Pero olvidan, además, que el Romano Pontífice no es sólo doctor —infalible, cuando lo dice expresamente—, sino que además es el Supremo Legislador. Y en este caso, lo que el actual Pontífice Paulo VI ha dispuesto de modo inequívoco es que se deben seguir obligatoriamente en este asunto tan delicado —porque continúan en pie— todas las disposiciones del Santo Pontífice Pío XII, de venerada memoria: y que Pío XII sólo permitió algunos procedimientos naturales —no la píldora—, para evitar la concepción en casos aislados y arduos. Aconsejar lo contrario es, por lo tanto, una desobediencia grave al Santo Padre, en materia grave.

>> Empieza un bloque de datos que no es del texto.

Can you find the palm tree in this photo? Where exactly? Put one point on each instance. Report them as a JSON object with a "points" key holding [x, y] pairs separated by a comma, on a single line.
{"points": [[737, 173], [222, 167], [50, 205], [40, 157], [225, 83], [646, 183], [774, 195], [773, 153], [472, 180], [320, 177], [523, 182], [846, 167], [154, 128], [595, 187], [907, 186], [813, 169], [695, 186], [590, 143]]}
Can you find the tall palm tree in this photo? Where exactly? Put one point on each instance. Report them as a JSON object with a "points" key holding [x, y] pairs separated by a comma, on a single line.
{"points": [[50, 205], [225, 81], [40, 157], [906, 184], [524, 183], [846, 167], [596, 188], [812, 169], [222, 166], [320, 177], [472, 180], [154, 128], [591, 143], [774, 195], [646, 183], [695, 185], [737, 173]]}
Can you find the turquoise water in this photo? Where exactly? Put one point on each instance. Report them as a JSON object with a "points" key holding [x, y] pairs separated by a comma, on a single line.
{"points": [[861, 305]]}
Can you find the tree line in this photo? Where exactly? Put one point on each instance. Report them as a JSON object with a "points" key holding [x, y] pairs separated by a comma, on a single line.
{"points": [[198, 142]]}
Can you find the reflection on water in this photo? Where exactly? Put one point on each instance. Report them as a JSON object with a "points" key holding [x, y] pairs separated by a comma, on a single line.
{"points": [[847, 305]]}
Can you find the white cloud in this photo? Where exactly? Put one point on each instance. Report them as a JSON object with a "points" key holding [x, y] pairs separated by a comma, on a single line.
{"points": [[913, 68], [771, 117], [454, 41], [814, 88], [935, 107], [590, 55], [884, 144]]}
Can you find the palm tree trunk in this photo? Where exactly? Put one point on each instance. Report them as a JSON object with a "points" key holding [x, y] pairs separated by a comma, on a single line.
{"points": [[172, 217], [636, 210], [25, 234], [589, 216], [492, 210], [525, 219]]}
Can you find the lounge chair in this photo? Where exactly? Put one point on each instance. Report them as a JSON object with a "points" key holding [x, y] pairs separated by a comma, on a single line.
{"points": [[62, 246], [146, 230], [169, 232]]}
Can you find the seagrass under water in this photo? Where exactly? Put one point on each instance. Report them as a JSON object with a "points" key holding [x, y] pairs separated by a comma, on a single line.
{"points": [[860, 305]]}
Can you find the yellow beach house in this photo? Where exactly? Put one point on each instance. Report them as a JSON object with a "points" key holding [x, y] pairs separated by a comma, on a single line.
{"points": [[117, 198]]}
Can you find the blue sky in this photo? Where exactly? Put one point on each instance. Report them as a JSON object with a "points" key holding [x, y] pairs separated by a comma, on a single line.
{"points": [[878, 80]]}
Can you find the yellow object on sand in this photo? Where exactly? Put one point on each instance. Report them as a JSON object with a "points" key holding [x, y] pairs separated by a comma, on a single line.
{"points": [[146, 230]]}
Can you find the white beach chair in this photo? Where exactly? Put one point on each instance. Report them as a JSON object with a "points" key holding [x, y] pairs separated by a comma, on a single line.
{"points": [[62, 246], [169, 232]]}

Podría escribir un grueso volumen sobre las consecuencias desgraciadas que, en todo orden, lleva consigo el uso de esos u otros medios contra la concepción: destrucción del amor conyugal —el marido y la mujer no se miran como esposos, se miran como cómplices—, infelicidad, infidelidades, desequilibrios espirituales y mentales, daños incontables para los hijos, pérdida de la paz del matrimonio... Pero no lo considero necesario: prefiero limitarme a obedecer al Papa. Si alguna vez el Sumo Pontífice decidiera que el uso de una determinada medicina, para evitar la concepción, es lícita, yo me acomodaría a cuanto dijera el Santo Padre: y, ateniéndome a las normas pontificias y a las de la teología moral, examinando en cada caso los evidentes peligros a los que acabo de aludir, daría a cada uno en conciencia mi consejo.

Y siempre tendría en cuenta que salvarán a este mundo nuestro de hoy, no los que pretenden narcotizar la vida del espíritu y reducirlo todo a cuestiones económicas o de bienestar material, sino los que saben que la norma moral está en función del destino eterno del hombre: los que tienen fe en Dios y arrostran generosamente las exigencias de esa fe, difundiendo en quienes les rodean un sentido trascendente de nuestra vida en la tierra.

Esta certeza es la que debe llevar no a fomentar la evasión, sino a procurar con eficacia que todos tengan los medios materiales convenientes, que haya trabajo para todos, que nadie se encuentre injustamente limitado en su vida familiar y social.